PARIS – Free at least, the Champs-Elysees was awash with wild joy on Aug. 25, 1944. But deep in the heart of France the war raged on, with Frenchmen killing Frenchmen to aid a desperate Germany.
And now, 60 years later, the people who suffered most are among the staunchest supporters of a new Europe in which France and Germany are, essentially, just two members of a 25-nation super-state.
“This is the great triumph of the 21st century,” said Jean-Marie Delabre, 81. “Peace is accepting the idea that you must live with others and forge natural differences into something stronger.”
He added: “I don’t think I’d have said that a few years after the war.”
While Paris celebrated, Delabre’s Resistance unit fought on near Dijon. Captured, he was in German prison camps until armistice in May 1945.
With time, Delabre decided that since wars are much easier to start than to finish, the only answer is to avoid them.
“A united Europe is a lesson for the rest of the world,” he concluded.
War had not only pitted France against its ancient neighbor and foe, it also forced deep divisions among the French themselves. Some resisted, but many collaborated.
Jacques Delarue, now 85, heard only faint echoes of the joy in Paris from his Vichy France prison cell in Limoges.

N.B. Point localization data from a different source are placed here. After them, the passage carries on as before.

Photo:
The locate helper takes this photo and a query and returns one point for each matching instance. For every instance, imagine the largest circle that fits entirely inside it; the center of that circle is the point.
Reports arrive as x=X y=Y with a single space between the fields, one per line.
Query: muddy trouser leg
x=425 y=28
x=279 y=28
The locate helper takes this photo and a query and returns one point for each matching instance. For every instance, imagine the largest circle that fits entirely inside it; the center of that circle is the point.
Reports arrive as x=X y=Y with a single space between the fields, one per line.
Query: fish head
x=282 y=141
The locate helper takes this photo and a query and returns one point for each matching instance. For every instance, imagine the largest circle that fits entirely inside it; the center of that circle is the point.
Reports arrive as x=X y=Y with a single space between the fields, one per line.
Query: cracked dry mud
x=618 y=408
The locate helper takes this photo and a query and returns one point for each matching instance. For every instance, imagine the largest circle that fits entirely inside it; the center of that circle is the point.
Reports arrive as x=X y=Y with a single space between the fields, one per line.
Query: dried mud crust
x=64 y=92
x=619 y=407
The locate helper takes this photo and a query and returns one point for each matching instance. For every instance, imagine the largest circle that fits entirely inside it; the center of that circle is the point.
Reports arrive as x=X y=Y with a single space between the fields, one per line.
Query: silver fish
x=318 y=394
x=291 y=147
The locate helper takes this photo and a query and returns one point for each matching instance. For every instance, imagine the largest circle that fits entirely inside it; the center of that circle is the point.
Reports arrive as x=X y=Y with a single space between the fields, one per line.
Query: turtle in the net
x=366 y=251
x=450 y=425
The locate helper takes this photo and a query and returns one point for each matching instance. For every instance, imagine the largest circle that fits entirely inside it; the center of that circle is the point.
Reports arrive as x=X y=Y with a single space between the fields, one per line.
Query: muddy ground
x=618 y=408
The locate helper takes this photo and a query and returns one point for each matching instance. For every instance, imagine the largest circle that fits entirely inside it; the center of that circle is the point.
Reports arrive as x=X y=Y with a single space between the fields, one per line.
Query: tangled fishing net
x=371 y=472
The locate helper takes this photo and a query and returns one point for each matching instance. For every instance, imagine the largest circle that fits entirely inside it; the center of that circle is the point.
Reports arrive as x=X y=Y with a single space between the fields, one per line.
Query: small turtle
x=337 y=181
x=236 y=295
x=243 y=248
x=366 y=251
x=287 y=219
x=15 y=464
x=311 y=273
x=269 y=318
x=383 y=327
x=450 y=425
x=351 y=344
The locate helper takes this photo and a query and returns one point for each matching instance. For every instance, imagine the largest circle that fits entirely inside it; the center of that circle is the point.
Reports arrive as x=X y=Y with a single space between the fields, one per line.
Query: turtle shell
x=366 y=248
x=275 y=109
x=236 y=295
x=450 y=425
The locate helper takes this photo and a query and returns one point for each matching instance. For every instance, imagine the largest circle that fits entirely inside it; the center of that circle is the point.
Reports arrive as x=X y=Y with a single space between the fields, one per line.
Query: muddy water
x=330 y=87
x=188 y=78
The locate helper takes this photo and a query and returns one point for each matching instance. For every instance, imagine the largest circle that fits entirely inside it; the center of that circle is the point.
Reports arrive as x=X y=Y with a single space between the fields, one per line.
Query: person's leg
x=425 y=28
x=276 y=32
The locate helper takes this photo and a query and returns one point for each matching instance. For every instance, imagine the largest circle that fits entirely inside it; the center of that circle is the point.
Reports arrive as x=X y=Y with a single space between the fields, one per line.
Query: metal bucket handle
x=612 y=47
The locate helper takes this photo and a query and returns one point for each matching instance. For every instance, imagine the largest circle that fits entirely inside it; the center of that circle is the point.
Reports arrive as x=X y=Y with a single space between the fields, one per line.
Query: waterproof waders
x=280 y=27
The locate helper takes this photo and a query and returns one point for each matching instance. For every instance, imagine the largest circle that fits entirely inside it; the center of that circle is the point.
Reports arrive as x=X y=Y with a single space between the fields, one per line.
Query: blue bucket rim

“We all thought the war would be over after Paris, but we were wrong,” he said. “That just increased the bitterness and deepened divisions between collaborators and real Frenchmen.”
As the Allies pushed toward Paris, he said, he watched the French milice, militiamen loyal to Germany, sweep into the prison yard to deal with three captured French Resistance fighters.

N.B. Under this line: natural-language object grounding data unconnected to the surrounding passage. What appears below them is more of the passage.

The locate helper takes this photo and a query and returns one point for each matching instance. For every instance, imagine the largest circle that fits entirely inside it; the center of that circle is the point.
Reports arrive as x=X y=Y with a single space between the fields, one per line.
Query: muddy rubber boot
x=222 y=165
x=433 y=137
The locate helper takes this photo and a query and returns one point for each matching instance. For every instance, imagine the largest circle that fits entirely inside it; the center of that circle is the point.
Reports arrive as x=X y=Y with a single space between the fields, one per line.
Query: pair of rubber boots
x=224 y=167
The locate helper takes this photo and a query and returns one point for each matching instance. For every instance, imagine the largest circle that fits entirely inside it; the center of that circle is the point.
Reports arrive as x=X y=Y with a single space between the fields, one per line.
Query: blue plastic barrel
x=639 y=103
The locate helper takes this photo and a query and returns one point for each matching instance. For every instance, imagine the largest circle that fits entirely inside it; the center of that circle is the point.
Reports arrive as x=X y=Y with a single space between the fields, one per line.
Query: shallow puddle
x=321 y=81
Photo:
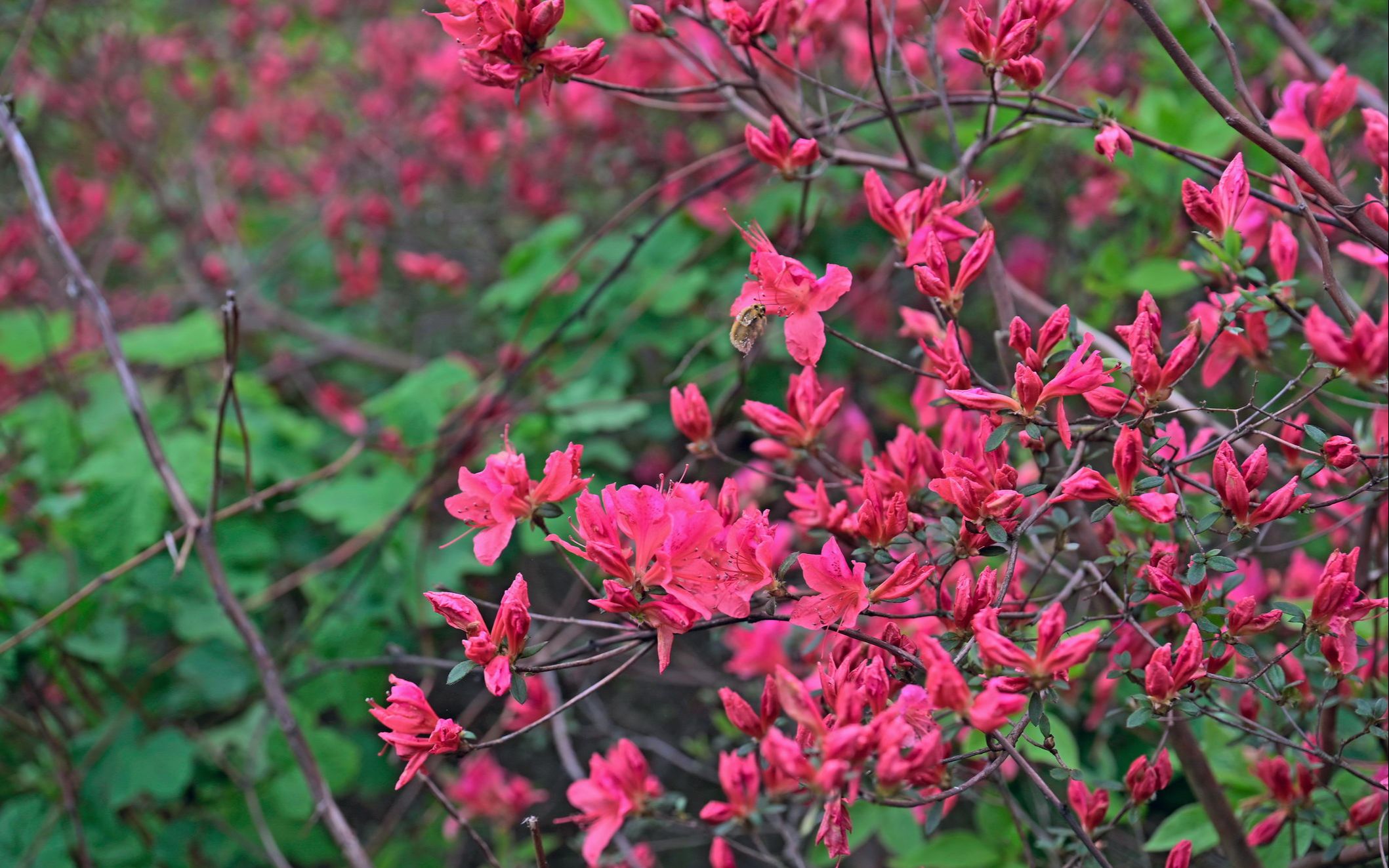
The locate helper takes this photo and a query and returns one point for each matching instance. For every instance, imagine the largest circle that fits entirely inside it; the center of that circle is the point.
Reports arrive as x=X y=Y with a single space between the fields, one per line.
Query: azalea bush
x=721 y=434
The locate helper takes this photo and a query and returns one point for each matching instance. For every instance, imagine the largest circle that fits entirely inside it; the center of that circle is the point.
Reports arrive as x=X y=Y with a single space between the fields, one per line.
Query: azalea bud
x=645 y=20
x=690 y=410
x=1181 y=856
x=1113 y=139
x=1027 y=72
x=1340 y=452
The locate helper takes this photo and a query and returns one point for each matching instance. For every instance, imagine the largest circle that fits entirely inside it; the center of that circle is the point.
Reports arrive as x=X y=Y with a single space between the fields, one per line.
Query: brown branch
x=1324 y=188
x=1212 y=796
x=1366 y=95
x=81 y=285
x=256 y=501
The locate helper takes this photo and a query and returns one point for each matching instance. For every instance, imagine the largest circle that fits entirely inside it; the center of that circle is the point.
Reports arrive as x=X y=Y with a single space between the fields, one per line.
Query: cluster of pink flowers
x=503 y=42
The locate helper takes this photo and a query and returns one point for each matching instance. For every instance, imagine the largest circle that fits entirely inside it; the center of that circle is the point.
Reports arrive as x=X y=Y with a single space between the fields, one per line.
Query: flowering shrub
x=1034 y=510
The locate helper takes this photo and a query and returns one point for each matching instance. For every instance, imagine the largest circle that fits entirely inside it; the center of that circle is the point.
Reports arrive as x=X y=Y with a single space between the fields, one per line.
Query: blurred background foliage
x=195 y=148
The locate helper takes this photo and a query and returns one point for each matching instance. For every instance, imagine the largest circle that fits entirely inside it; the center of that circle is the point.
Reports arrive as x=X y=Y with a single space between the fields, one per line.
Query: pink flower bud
x=645 y=20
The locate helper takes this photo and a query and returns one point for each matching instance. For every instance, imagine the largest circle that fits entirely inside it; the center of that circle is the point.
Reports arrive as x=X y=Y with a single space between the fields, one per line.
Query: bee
x=748 y=327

“I could hear it all from my cell,” he said. “The three were tried, sentenced, lined up against a wall and shot. … Such things went on all the time.”
But today, like nearly every one of dozens of veterans interviewed by The Associated Press, he lauded efforts to meld ancient foes into a modern union.
“We have to stop old stupid rivalries,” he said.
People who remember Aug. 25, 1944, are celebrating it with a bittersweet mix of emotions. For many, the horror and humiliation of occupation did not sink in until years, if not decades, later.
“When it ended, we all had more important things to worry about, like finding our family members and repairing our lives,” Delarue said. “Only later did we have the luxury of analyzing things.”